Marian Mathison Desrosiers was an history educator of middle and high school students for thirty years and has been a professor at Salve Regina University for a dozen years. She was awarded Fulbright Fellowships to India and Russia. Her research for John Banister of Newport: The Life and Accounts of a Colonial Merchant (2017) revealed the vagaries and complexity of mid-eighteenth-century trade in New England. Dr. Desrosiers’ upcoming book focuses on John, Christian, and Thomas Banister during the War for American Independence. She has also published works on Irish immigrants and women in the judiciary and the military. She can be reached at marian.desrosiers@salve.edu.
Mary Laura Lamont is a park ranger at the William Floyd Estate, Fire Island National Seashore, and is in charge of museum collections, interpretive programs, exhibitions, and publications for the site. She has contributed many science and natural history articles for various publications. Mary has also been the long time Educational Chairperson for the Long Island Botanical Society, and the compiler of the historic Orient Christmas Bird Count.

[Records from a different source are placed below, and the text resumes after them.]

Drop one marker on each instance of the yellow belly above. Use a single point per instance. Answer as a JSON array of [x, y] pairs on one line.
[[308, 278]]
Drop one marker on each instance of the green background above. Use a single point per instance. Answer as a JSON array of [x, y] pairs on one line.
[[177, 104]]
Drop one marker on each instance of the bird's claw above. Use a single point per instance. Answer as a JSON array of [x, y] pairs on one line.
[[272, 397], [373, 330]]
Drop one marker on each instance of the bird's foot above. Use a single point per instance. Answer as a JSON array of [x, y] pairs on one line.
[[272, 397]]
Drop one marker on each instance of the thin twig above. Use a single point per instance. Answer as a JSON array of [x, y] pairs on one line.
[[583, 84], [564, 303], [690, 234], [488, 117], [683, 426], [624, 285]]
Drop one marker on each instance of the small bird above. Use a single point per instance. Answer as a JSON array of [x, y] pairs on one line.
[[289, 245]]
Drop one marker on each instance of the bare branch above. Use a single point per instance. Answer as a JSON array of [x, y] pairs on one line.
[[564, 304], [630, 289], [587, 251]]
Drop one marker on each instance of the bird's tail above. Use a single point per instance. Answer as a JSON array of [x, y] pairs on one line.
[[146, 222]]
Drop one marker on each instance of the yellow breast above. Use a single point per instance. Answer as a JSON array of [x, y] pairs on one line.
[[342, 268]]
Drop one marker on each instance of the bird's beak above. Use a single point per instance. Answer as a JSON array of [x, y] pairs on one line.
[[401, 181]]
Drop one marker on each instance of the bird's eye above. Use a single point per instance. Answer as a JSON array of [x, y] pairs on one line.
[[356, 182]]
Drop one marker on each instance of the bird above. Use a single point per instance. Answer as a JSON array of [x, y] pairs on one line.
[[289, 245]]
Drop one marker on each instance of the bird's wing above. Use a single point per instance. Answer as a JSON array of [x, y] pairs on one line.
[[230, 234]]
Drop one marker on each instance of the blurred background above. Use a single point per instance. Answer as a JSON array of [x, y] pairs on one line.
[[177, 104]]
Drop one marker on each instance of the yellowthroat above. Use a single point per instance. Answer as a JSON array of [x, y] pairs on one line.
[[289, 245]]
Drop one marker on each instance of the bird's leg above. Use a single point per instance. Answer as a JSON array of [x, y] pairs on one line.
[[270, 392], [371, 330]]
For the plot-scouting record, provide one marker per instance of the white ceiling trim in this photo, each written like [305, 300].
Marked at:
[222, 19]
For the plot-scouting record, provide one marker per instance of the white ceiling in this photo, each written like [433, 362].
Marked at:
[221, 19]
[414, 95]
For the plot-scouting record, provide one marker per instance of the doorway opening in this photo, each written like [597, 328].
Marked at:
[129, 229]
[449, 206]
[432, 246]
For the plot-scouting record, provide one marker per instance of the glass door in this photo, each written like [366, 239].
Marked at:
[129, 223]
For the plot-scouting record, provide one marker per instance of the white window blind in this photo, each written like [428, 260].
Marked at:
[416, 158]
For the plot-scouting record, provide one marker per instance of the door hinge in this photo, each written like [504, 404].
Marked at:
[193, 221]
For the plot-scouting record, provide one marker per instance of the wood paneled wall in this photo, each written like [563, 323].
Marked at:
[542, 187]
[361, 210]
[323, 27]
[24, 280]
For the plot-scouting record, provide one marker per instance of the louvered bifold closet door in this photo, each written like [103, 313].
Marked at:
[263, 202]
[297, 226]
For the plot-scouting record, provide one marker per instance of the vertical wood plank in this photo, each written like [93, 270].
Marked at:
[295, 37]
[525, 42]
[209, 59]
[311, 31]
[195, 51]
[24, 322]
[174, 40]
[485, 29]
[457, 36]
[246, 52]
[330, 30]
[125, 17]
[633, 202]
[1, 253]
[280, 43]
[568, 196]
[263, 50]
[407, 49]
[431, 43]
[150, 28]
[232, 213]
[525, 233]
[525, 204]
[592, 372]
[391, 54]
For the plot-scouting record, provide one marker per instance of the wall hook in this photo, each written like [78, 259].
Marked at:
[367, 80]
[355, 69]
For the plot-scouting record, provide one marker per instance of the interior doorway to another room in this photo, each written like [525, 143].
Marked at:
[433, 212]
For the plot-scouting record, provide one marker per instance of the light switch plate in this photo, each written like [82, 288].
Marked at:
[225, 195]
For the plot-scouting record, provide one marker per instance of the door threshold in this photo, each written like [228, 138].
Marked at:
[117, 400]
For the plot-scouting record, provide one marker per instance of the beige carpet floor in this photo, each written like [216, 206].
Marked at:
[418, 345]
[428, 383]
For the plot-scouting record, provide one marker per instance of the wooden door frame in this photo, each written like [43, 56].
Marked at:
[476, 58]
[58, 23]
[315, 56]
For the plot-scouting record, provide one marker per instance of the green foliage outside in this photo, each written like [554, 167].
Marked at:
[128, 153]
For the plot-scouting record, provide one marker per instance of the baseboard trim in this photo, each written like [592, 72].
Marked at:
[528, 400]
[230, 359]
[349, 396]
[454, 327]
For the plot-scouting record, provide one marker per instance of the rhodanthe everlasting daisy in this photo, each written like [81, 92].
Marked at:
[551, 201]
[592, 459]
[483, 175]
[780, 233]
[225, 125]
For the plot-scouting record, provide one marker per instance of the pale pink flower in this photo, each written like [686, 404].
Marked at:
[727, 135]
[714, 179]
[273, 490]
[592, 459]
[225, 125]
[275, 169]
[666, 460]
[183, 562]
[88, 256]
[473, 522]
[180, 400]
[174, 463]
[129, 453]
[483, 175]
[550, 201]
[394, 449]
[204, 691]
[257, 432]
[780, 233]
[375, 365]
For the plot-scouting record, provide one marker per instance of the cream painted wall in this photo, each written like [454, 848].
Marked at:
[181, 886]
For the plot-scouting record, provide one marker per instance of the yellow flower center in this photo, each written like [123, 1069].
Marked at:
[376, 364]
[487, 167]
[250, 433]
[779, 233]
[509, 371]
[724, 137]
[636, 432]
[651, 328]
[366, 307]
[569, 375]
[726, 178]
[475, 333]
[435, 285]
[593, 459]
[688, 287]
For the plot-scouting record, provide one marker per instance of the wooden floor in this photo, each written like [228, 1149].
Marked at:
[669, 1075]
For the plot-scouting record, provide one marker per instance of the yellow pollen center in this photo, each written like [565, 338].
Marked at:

John A. Strong is a Professor Emeritus of History and American Studies at Long Island University. He is the author of four major books, including The Algonquian Peoples of Long Island From Earliest Times to 1700, “We Are Still Here”: The Algonquian Peoples of Long Island Today, The Montaukett Indians of Eastern Long Island, The Unkechaug People of Eastern Long Island, and numerous journal articles on the Indian peoples of Long Island.
Christopher Verga is an instructor in Long Island History and Foundations of American History at Suffolk Community College and a contributor to the online local news site Greater Bay Shore. Published works include “Civil Right Movement on Long Island” and “Bay Shore.” Verga has his educational doctorate from St. John’s University. His dissertation work included Eastern Long Island Native Americans and the impact of tribal recognition within their cultural identity.